Now we look at the expensive quarter hours. Here, the quarter hour 15q4 skyrocketed to 185.70 EUR/MWh in intraday. So we sell this for a turnover of 46.42 EUR (0.25 MWh).
Apart from that, no hour in the intraday continuous market can keep up with the price level from the quarter-hourly auction. Accordingly, everything remains the same for the other discharging quarter hours. Now, however, we have an open position again because we have sold five quarter hours. So we pick the cheapest quarter hour in which we are short and buy it. This is 18q4 and we can buy it back for 93.19 EUR/MWh, which is 23.30 EUR per quarter of an hour. Here we were also a bit lucky again, because we had sold this quarter-hour in the intraday auction for 155.11 EUR/MWh.

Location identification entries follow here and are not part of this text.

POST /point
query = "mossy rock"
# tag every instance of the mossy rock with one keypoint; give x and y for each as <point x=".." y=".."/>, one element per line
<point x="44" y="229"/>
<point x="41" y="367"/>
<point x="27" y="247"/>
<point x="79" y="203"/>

In Continuous Intraday trading, we spent another EUR 13.53 and took in EUR 72.55, i.e. a turnover of EUR 59.02. Across all markets, we are now at 229.4 EUR due to our optimisation. Our roadmap for the battery is now as follows:
Settling the Bill
We see that our arbitrage strategy has worked. We now charge the battery at the lowest point across all price curves and discharge it in the most expensive four quarter hours. As long as the battery runs this schedule without any technical problems, we have therefore earned just under 230 EUR for one cycle through our optimisation.
It is important to understand that there is further potential for cross-market optimisation through tenders in the primary and secondary balancing markets (FCR and aFRR). But I think that for now, the present complexity is sufficient, especially since we believe that the greatest potential indeed lies in the spot market.